彼らの発表はどちらも自動運転車に搭載される人工知能(AI)による道路標識の自動識別の安全性に関する研究です。AIによる自動識別では、道路標識の画像に人の目には認識しにくい微細なノイズを付加することで別の標識と誤認識させる「敵対的サンプル」が知られています。渡辺さんの研究ではノイズの一部を欠損させて弱めることで通常時には誤認識せず、その後に標識に対して不可視のレーザを照射し外部からの追加のノイズを与えることで任意のタイミングで道路標識を誤認識させるアプローチを示しています。特に、事前に付加するノイズの与え方によって攻撃者が誤認識させられる標識の種類をコントロール可能であるという問題を示唆しています。なお、この攻撃に類する攻撃については共著者の小菅さんによって対策法が別途提案されています。
曽我さんの発表では敵対的サンプルとは別のアプローチである「バックドア攻撃」について議論しています。この攻撃ではAIの学習にある種の特徴的なパターン(トリガー)を混入できた場合に成立する攻撃であり、そのトリガーは道路標識にはるステッカーのようなものが使われていたが、曽我さんは不可視のレーザをトリガーにする方法を提案しています。従来の方法では攻撃時に道路標識にステッカーが貼られているなど、明らかに何らかの操作を受けていることが肉眼で確認できていましたが、曽我さんの方法では肉眼で見ることができないレーザにより変化を与えるため攻撃が検出されにくいという脅威があります。

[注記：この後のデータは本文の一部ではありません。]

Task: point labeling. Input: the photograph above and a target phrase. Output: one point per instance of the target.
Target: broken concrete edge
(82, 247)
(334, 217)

渡辺さん、曽我さんの指導教員である情報通信学科の大東俊博教授は、「渡辺さんも曽我さんも3年生の秋に研究室に配属されてから、これらのテーマに対してかなりの情熱と時間を費やして取り組んでくれました。初めての発表で彼らの成果が評価されて率直にうれしいです。曽我さんの研究を更にブラッシュアップしたものは、2026年7月にポルトガルのリスボンで開催される国際会議ACSW’26 (The fifth workshop on Automotive Cyber Security)に採録されています。彼らの今後の活躍を楽しみにして、丁寧な指導を心掛けたい」と語りました。
受賞者の渡辺さんは、「初めての研究発表で緊張しましたが、自分の研究を評価していただけてとてもうれしく思います。今回の受賞を励みに、これからも研究をさらに深めていきたいです」と抱負を語りました。また、曽我さんは、「初めての研究だったので不安もありましたが、多くの方に研究内容を評価していただき、さらにこのような賞をいただけたことをとてもうれしく思います。今回の経験を励みに、今後も研究に取り組み、より良い成果を出せるよう頑張りたいです」と話しました。